Although the flow of information is similar, the Wernicke-Lichtheim-Geschwind model it is much simpler! It describes the flow of information going through the relevant primary sensory areas (visual or auditory) and then pretty much just going from Wernicke’s area to Broca’s area, and then to whatever area would be responsible for producing an output in a particular modality (e.g., writing vs speaking). But Friederici’s (2012) overview describes the flow of information going through a much greater swath of brain tissues.
Which of the two sentences below would you expect a patient with damage to Broca’s area to have difficulty correctly understanding? Explain.

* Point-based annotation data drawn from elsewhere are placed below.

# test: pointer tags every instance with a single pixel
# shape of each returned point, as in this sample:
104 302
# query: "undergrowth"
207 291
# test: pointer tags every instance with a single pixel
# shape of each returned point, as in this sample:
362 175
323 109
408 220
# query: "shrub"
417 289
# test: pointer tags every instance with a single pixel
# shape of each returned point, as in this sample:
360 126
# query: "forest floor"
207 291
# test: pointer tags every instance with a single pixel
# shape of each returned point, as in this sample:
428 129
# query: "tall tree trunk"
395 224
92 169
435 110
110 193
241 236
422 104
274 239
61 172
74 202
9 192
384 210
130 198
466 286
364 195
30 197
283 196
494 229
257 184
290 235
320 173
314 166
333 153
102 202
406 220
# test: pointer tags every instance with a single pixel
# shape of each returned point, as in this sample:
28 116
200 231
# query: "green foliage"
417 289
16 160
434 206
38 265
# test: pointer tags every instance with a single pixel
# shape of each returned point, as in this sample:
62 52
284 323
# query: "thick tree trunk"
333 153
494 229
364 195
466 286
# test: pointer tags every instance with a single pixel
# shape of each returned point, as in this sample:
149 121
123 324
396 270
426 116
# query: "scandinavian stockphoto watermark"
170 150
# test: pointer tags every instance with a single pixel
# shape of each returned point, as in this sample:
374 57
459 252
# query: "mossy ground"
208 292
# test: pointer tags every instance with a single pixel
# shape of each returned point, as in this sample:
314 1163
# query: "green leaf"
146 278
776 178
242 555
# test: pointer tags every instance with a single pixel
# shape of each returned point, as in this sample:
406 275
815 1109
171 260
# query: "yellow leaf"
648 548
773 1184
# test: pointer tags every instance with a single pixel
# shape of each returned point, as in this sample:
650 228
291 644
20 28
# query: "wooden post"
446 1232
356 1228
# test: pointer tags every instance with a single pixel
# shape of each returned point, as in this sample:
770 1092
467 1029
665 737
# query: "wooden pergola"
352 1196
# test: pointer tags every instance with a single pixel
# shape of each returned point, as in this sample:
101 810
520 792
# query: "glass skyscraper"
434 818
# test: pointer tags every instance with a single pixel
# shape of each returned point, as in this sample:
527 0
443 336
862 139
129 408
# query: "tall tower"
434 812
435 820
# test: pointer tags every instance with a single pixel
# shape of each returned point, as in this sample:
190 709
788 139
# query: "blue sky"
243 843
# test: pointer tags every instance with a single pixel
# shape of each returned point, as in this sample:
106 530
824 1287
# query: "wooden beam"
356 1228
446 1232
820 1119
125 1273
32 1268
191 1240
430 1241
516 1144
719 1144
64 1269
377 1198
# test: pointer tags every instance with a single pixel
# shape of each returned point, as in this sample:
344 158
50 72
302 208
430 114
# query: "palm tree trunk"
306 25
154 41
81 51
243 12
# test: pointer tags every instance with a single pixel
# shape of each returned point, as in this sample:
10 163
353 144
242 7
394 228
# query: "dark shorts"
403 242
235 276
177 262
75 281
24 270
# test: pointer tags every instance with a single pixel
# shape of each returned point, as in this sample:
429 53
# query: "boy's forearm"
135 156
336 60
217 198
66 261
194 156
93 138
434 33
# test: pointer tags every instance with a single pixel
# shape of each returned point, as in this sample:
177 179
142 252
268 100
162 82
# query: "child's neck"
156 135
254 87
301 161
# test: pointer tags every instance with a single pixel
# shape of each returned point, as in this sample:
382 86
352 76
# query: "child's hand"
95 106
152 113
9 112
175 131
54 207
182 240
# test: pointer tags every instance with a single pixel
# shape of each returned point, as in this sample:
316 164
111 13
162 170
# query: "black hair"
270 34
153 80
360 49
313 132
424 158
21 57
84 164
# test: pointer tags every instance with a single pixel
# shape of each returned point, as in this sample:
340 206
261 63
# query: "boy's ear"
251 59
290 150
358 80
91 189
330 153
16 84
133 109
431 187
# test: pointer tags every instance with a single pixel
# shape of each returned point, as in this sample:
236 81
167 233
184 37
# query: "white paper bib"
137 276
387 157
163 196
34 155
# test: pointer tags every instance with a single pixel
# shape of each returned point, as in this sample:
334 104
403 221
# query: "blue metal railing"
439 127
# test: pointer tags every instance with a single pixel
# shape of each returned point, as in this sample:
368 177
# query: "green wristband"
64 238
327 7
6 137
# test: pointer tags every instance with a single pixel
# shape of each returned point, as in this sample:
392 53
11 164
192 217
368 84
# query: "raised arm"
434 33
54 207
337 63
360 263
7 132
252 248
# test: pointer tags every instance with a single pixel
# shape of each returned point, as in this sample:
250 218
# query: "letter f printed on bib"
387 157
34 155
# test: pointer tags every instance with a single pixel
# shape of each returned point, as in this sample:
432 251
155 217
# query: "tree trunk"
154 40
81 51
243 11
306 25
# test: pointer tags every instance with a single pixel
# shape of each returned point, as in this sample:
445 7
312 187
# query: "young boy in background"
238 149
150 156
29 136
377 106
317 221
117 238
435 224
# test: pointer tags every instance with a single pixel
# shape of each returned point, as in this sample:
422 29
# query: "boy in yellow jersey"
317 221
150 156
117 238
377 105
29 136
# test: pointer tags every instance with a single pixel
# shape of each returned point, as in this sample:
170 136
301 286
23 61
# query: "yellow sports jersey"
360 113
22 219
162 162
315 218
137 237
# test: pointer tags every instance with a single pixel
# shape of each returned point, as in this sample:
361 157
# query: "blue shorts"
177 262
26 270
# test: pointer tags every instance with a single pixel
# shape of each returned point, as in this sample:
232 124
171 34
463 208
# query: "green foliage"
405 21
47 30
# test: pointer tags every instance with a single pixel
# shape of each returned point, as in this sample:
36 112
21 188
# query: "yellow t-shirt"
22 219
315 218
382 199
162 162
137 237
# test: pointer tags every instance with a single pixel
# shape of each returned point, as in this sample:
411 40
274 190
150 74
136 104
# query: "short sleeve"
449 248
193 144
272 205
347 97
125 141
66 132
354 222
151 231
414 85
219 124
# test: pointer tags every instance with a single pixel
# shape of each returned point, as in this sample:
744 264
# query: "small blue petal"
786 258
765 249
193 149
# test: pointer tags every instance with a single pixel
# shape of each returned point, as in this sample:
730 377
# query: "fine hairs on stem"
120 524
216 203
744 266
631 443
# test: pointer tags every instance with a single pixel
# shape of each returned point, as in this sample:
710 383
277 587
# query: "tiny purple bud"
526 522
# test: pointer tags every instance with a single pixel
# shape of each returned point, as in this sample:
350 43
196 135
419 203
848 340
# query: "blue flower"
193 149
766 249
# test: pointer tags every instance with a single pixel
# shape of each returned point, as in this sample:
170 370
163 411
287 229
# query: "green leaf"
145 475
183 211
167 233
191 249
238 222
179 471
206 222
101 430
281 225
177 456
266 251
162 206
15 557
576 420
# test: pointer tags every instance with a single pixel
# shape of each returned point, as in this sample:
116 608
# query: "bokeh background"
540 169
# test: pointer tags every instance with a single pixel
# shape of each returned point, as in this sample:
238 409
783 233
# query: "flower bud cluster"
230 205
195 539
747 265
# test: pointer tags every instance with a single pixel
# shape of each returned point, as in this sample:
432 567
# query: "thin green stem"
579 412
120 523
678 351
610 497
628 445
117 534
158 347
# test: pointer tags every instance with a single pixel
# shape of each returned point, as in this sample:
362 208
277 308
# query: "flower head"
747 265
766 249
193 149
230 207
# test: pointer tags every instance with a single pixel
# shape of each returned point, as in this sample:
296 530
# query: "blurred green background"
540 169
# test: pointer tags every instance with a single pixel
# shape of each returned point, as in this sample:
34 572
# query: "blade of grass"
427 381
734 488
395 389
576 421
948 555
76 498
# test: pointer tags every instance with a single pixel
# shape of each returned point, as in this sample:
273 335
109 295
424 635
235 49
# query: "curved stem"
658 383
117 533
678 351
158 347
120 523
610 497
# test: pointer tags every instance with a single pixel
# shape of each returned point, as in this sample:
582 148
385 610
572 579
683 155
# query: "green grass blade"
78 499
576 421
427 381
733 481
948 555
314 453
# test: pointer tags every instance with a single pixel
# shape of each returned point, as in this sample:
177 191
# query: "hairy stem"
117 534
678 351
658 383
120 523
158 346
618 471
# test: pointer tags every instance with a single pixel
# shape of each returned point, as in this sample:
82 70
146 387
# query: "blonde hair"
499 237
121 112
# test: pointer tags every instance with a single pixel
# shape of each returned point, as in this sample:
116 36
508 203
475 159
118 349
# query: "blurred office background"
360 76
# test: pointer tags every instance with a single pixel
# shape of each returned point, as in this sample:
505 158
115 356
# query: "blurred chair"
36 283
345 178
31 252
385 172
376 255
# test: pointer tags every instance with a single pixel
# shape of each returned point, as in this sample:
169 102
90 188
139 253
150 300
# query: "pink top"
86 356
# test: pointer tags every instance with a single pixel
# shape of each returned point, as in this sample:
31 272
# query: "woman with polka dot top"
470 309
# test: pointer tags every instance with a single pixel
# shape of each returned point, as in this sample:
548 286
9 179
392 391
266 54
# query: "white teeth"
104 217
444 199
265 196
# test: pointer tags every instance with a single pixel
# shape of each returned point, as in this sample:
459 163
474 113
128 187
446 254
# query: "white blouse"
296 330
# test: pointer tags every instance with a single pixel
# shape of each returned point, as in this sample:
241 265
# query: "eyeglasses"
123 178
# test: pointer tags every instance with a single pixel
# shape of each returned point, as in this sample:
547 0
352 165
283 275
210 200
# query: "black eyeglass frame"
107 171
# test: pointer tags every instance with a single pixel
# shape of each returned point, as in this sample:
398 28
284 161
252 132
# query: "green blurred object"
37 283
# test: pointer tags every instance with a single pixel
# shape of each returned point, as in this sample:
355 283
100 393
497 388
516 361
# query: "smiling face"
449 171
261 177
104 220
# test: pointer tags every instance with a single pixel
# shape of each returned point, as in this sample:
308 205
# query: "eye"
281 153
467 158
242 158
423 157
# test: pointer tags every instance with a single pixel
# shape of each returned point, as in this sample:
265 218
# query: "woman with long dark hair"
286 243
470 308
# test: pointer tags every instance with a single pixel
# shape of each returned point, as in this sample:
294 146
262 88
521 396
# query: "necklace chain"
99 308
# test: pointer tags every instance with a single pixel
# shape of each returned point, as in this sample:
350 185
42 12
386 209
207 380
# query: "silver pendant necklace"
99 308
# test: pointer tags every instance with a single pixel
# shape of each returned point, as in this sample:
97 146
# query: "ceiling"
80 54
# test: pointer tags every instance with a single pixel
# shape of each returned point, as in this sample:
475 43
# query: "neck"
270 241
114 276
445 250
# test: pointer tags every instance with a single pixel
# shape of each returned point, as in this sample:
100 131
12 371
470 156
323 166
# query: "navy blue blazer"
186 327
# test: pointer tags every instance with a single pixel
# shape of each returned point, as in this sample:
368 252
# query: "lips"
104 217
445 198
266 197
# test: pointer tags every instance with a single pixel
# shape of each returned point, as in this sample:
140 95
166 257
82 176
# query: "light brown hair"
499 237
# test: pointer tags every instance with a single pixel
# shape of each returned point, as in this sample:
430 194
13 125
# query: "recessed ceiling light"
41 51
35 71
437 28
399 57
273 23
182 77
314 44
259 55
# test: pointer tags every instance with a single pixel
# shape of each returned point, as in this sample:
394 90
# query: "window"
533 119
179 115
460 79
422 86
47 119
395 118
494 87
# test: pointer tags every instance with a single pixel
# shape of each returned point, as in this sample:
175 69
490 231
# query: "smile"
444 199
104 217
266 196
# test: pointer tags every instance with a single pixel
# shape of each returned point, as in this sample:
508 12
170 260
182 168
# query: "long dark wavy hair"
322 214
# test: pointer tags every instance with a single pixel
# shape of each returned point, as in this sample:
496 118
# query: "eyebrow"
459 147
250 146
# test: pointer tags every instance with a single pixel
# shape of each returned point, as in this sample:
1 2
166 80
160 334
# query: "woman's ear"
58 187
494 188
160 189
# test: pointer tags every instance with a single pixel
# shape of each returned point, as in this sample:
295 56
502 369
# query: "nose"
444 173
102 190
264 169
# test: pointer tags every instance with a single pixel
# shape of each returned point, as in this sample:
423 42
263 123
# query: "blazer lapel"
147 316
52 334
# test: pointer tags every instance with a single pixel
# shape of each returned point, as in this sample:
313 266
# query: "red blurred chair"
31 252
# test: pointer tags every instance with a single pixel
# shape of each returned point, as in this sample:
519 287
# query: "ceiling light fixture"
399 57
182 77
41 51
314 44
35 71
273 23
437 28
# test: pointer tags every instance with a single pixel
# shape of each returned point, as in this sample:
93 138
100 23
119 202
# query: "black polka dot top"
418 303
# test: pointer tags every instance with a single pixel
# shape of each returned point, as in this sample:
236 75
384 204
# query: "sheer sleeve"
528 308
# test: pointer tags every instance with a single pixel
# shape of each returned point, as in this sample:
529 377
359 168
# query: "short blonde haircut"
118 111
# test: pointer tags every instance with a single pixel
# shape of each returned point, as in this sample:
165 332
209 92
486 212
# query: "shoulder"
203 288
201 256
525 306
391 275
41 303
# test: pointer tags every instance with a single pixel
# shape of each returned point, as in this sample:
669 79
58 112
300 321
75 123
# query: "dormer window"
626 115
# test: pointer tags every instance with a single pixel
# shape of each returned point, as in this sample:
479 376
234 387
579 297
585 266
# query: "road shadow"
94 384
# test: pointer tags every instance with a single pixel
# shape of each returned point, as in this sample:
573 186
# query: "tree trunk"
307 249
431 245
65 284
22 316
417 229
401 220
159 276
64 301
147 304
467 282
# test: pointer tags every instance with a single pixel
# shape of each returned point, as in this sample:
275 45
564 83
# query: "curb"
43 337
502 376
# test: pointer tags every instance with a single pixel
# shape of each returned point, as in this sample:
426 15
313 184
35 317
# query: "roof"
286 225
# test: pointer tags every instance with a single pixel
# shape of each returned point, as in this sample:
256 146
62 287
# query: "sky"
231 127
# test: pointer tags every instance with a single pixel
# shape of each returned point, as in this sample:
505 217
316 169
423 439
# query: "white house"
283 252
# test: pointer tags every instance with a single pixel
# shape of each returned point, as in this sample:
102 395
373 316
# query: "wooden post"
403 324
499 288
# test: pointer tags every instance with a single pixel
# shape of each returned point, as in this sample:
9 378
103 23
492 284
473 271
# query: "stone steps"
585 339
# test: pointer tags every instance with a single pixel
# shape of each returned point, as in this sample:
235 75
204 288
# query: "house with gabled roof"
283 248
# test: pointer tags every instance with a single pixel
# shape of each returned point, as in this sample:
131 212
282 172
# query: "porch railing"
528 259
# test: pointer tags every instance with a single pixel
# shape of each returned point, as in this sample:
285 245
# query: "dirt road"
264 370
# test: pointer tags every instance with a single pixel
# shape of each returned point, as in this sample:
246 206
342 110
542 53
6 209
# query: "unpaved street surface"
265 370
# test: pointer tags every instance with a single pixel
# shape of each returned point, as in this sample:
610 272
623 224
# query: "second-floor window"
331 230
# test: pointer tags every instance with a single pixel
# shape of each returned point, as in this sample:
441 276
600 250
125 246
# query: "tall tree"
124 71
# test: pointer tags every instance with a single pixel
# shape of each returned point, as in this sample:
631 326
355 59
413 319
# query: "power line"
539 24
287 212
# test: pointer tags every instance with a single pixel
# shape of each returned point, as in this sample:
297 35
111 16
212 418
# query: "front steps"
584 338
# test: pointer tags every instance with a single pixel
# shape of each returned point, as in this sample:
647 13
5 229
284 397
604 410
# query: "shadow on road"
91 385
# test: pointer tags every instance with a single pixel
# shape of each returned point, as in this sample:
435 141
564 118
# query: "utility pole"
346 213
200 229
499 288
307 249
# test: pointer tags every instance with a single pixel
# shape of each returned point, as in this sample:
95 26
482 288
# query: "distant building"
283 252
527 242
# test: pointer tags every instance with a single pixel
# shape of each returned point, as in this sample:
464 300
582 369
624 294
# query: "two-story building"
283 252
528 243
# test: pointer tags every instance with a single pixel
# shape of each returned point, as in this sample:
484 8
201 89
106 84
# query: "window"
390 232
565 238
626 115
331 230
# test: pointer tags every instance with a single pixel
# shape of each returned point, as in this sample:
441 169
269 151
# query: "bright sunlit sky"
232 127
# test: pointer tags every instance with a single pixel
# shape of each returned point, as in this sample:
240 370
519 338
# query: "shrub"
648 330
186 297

“The son was punished by his father.”
“The boy was startled by the girl.”
The patient with damage to Broca’s area would most likely have difficulty with the second sentence. This is because understanding this sentence requires processing the passive construction. It not possible to make sense of this sentence using just the context words – the verb and the nouns, because the nouns are “reversible”. It’s no more likely that a girl was startled than that a boy was startled. However, it is more likely that the father is the one who did the punishing and not the son, so it’s possible to make sense of the sentence even without parsing the passive construction.
Which brain area is indicated by the arrow labeled “E”?
primary visual area (V1)
What is a double dissociation?
It describes the situation in which damage to area A results in loss of function A but not function B, while damage to area B results in loss of function B but not function A.
What is the basic order in which brain areas are involved according to Friederici’s (2012) functional neuroanatomical model of language comprehension and speech production?
a. primary auditory area -> Broca’s area -> anterior STG (superior temporal gyrus) -> MTG (middle temporal gryus) and posterior STG (superior temporal gyrus) -> premotor cortex
b. primary auditory area -> anterior STG (superior temporal gyrus) -> posterior STG (superior temporal gyrus) -> Broca’s area -> back projections to MTG (middle temporal gryus) and posterior STG (superior temporal gyrus) -> premotor cortex
c. primary auditory area -> posterior STG (superior temporal gyrus) -> Broca’s area -> anterior STG (superior temporal gyrus) -> premotor cortex
d. primary visual area -> MTG (middle temporal gryus) -> posterior STG (superior temporal gyrus) Broca’s area -> premotor cortex
b. primary auditory area -> anterior STG (superior temporal gyrus) -> posterior STG (superior temporal gyrus) -> Broca’s area -> back projections to MTG (middle temporal gryus) and posterior STG (superior temporal gyrus) -> premotor cortex
In a lexical decision task, participants read the beginnings of sentences and then they were presented with a word and asked to respond as quickly as possible whether the presented word is a real word or a made up word. Broca’s patients were found to respond more slowly than Wernicke’s patients when the presented word
a. was a non-word.
b. was an infrequent word.
c. involved a long-distance dependency.
d. involved an object relative clause
c. involved a long-distance dependency.